One of the main advantages of pattern-based lineage is that it works on any system or technology and doesn’t require knowledge of programming languages. If you have a small number of datasets (and a tight budget) with straightforward connections, this might be enough for you.
In more complex data relationships, such as those created by data processing algorithms, pattern-based lineage mapping can be difficult to apply.
Lineage through data tagging or self-contained data lineage
In a self-contained data environment with storage, processing, and metadata management, built-in data lineage is effective. Tagging data sets (manually or automatically) with metadata is usually an easy task in those environments. Tools like Databricks, Airflow, and dbt come with lineage and tagging features that work just fine.
Until you have to deal with multiple systems.

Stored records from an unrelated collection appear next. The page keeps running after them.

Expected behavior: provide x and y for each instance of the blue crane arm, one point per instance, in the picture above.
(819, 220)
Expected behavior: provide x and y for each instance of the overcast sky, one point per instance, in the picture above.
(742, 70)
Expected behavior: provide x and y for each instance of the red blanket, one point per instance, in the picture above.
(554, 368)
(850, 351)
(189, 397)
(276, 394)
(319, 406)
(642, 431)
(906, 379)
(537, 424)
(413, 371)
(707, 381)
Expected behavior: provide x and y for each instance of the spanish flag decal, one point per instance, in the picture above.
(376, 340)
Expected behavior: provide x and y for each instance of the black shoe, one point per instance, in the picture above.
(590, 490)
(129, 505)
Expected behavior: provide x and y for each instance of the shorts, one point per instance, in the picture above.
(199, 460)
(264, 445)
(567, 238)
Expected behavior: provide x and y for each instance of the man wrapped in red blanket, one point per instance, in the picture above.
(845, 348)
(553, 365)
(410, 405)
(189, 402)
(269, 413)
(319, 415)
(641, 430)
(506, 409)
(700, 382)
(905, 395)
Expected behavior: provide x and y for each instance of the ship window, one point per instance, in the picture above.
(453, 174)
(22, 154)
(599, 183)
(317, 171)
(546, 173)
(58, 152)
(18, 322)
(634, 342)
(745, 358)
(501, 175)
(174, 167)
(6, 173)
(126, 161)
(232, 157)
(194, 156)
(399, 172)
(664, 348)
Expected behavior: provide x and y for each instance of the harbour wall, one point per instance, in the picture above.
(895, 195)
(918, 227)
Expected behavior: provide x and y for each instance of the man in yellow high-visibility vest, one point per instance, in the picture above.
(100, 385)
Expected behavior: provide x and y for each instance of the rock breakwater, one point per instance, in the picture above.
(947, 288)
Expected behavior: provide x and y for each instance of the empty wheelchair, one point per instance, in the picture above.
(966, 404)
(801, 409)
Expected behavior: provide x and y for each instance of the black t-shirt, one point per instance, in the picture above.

Most companies have two or three different systems involved in the BI environment which encompasses ingestion, processing, querying, and reporting. If you want end-to-end data lineage, you’ll need a different approach.
Data lineage by parsing
This is a powerful technique that follows the data footprint as it moves through various systems by reading and understanding the algorithms used to process, transform, and transmit the data. This is by far the best way of implementing end-to-end lineage across multiple systems, but doing it in-house requires a lot of knowledge and hours of work. It’s definitely doable for certain specific use cases (and if you have well-defined processes and strong SQL practitioners in your team, then this will reduce the number of edge cases you need to solve for).
But — and I may be biased because I work with a lineage provider — having seen the technical complexity that goes into building out data lineage, I’d probably never recommend doing it in-house.
Implementing data lineage for specific use cases and platforms is one thing, but building a tool that can automatically generate column-level lineage across multiple platforms and vendors is a different challenge. Storing and connecting lineage data is a graph problem, and parsing and traversing query structures can be time-consuming, especially for larger queries with correlated subqueries and unqualified references. An automated data lineage tool can bring all the benefits I mentioned above with minimal effort and time commitment.